Et ce qui est encore plus dommageable, c'est qu'on nous explique que lorsque Joe prend le corps de Farnsworth, tout le monde voit Farnsworth (sauf que le spectateur, lui, n'a jamais vu à quoi ressemblait ce type). Donc, ça aurait été logique que Beatty laisse un autre acteur à l'écran mais non, c'est encore lui. Du coup, impossible de ne pas sourire en regardant ses partenaires lui donner la réplique comme s'il ne voyait pas Warren Beatty.

Beatty n'a jamais été un acteur renversant, mais quand il devait composer un personnage bien écrit, bien caractérisé, il s'en sortait bien. Là, il se joue lui-même, mais très sympa, très attachant, un peu benêt aussi. Ce n'est qu'à moitié concluant, comme s'il n'arrivait pas tomber le masque, à se livrer complètement dans ce qui aurait pu être un exercice vertigineux sur sa propre image, son propre personnage.

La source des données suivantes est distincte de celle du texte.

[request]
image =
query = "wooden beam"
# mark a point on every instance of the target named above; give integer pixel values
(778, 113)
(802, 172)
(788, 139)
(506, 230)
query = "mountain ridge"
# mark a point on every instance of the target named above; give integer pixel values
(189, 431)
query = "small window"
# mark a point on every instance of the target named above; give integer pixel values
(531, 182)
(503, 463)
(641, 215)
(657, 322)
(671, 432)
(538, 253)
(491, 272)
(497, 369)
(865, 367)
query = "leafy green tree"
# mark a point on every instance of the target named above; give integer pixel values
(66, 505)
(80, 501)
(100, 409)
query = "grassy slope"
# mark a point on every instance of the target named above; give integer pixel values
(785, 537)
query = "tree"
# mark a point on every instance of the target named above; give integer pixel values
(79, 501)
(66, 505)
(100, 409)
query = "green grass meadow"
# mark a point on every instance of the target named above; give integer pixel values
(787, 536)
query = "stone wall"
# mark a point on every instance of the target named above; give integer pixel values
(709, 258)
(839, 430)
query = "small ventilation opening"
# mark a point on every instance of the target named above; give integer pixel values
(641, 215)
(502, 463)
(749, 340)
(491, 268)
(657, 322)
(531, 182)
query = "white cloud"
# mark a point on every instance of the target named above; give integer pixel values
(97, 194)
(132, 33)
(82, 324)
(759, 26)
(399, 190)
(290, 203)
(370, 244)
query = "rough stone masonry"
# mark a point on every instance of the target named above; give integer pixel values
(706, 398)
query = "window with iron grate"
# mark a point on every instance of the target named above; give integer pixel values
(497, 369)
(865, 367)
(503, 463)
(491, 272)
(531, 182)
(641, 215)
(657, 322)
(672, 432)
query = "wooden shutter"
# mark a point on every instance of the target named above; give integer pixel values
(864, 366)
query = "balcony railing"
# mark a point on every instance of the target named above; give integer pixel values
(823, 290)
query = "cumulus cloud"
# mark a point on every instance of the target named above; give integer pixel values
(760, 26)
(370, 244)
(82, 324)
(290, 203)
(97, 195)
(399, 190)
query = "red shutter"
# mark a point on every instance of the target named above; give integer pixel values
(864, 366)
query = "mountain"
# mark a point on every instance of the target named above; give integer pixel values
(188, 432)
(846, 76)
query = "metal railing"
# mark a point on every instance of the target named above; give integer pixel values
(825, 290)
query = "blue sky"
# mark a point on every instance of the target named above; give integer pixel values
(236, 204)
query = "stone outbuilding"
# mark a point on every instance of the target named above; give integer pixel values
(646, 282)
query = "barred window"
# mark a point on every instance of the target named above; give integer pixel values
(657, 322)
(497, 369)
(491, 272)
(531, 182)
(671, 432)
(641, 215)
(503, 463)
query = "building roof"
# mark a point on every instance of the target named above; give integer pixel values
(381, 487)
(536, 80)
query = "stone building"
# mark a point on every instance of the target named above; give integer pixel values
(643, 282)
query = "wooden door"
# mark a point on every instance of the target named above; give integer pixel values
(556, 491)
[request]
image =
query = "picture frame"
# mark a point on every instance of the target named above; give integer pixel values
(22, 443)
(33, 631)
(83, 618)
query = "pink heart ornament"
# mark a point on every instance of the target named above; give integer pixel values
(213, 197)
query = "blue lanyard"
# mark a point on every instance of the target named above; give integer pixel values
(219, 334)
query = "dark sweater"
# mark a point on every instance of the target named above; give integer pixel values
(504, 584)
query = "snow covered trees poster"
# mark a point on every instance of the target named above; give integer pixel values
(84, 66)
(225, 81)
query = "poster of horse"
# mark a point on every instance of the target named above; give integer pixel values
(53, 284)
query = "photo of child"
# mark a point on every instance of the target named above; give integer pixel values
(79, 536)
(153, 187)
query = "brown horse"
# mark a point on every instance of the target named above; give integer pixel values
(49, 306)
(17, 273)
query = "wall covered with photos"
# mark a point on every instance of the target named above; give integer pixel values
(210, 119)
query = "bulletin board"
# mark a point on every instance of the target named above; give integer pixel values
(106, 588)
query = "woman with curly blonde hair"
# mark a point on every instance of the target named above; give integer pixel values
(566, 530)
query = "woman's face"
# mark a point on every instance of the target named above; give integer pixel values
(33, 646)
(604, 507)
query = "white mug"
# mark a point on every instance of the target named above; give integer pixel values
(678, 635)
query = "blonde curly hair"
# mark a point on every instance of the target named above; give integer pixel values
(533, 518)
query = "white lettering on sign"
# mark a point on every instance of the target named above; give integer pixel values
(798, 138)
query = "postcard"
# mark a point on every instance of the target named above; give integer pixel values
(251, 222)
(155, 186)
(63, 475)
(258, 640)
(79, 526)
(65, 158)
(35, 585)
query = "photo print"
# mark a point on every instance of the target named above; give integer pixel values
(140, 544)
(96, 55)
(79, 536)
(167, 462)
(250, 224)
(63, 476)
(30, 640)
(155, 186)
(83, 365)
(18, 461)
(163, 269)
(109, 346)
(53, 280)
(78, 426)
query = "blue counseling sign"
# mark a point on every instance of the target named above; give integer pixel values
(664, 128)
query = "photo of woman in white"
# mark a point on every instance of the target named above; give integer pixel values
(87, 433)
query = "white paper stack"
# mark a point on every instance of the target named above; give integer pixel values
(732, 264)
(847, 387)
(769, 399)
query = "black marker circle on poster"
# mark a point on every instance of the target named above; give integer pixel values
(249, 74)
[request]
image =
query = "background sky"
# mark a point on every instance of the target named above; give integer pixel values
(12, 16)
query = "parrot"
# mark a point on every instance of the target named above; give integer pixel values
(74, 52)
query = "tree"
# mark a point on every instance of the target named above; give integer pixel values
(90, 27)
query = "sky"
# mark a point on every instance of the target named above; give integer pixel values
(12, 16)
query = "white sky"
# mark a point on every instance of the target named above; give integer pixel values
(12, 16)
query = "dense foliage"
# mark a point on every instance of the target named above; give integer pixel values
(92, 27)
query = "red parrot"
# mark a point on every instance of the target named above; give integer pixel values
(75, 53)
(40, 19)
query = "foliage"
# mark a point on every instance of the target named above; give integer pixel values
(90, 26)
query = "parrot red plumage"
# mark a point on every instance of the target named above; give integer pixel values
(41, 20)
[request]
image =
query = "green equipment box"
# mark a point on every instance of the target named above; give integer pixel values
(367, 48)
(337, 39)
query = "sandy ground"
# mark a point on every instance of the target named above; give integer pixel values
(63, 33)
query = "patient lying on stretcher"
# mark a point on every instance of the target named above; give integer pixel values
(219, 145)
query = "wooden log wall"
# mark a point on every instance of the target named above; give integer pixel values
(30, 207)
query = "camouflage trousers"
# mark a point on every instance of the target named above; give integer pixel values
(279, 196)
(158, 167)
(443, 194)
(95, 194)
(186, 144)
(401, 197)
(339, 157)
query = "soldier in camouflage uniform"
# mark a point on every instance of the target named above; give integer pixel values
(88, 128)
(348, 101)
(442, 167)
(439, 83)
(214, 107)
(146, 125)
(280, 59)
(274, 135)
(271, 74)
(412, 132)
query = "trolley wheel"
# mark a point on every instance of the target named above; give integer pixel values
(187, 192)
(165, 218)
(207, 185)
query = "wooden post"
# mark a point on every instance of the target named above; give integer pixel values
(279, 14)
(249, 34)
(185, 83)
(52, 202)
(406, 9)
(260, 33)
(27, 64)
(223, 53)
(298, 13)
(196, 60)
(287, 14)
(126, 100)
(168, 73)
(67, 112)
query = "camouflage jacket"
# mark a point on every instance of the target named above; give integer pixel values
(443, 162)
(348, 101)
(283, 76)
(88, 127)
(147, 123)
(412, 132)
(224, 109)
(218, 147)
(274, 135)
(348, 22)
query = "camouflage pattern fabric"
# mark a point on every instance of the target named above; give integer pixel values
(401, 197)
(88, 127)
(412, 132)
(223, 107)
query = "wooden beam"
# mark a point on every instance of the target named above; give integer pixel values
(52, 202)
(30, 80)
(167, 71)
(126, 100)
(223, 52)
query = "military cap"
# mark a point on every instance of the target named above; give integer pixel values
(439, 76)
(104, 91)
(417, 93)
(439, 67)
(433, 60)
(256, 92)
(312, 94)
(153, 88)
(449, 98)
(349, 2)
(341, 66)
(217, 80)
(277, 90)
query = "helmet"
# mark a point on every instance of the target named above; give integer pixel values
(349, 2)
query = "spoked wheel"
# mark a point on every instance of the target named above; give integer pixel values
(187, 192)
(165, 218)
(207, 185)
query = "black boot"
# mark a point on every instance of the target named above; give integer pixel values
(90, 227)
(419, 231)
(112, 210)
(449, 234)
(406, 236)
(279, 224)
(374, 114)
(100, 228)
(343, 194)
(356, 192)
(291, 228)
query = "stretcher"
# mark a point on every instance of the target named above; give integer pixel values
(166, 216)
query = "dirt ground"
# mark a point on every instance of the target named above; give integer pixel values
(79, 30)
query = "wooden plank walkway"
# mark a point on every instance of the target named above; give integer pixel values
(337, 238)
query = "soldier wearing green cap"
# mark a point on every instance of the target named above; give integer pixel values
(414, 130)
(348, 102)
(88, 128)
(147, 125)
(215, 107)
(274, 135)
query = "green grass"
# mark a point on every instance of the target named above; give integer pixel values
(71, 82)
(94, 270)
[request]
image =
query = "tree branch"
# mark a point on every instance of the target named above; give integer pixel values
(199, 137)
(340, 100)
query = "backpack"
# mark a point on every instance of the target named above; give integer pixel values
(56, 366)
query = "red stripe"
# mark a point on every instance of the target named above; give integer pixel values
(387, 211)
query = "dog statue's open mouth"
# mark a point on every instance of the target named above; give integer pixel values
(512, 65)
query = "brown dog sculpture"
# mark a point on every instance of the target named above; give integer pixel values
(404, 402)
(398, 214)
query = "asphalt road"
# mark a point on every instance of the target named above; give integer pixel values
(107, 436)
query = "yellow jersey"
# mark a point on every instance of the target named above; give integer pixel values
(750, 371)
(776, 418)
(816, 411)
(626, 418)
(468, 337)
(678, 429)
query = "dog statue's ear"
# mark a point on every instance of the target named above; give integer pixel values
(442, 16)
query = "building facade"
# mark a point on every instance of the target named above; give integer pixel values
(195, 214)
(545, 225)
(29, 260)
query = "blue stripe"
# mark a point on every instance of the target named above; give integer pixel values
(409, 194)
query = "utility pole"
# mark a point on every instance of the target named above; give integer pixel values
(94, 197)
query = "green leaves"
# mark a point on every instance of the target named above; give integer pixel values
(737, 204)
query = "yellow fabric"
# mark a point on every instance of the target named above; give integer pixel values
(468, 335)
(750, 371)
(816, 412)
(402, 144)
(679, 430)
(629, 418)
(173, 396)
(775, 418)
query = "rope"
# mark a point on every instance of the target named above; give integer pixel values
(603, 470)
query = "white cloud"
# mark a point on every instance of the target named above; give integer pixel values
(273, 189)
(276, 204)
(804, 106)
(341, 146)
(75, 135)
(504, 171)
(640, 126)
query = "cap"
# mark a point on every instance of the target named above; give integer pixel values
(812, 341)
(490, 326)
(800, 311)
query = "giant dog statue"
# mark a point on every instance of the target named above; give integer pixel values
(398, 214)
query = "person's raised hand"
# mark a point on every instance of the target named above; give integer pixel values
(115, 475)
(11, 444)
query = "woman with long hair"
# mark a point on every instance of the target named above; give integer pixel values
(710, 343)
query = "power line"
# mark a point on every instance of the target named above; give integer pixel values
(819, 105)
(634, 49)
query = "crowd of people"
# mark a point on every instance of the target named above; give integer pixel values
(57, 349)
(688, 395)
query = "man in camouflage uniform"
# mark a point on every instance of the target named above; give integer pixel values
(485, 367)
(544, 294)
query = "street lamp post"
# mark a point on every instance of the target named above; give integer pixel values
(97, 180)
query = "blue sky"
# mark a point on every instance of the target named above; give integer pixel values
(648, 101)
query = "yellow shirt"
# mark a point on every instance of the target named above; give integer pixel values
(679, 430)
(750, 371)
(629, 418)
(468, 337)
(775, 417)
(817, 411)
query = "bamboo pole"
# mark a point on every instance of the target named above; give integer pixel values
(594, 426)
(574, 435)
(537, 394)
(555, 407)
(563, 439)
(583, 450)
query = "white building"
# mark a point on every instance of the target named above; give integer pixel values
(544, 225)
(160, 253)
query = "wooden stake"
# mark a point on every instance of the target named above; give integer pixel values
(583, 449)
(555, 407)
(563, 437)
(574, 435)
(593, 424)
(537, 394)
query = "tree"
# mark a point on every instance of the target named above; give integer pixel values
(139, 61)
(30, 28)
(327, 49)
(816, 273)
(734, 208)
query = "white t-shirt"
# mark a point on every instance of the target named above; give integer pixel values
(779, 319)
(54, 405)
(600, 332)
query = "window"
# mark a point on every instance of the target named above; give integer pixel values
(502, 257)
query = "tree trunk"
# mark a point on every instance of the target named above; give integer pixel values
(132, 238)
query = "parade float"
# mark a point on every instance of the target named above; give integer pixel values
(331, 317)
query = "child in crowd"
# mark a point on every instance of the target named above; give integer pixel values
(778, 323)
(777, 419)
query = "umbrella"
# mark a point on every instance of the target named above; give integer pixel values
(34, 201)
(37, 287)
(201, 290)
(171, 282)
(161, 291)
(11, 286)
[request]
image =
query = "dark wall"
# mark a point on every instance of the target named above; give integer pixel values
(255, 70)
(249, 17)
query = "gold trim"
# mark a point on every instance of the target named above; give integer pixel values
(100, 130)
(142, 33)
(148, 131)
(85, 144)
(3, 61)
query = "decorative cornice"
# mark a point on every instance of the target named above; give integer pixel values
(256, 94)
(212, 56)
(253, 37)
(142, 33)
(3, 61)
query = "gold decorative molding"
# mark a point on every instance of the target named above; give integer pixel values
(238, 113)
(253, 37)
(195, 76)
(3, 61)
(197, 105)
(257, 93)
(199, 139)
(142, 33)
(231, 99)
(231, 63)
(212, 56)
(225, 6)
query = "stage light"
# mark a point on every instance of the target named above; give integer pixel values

Heureusement il a su s'entourer : Julie Christie est divine, son jeu est formidablement nuancé, elle ferait passer n'importe quoi, même ce scénario improbable et sa relation avec un patron sans scrupules qui change du tout au tout rien que pour elle. James Mason campe ce Mr. Jordan et convoque avec lui le vieil Hollywood que Beatty paraît vouloir saluer à travers lui. Jack Warden, Charles Grodin et Dyan Cannon sont fabuleux, parfaitement castés.

Drôle de film. Mais trois ans plus tard, Beatty aura complètement changé de dimension avec sa fresque Reds, qui l'imposera comme un vrai grand cinéaste, loin de ce premier essai bancal.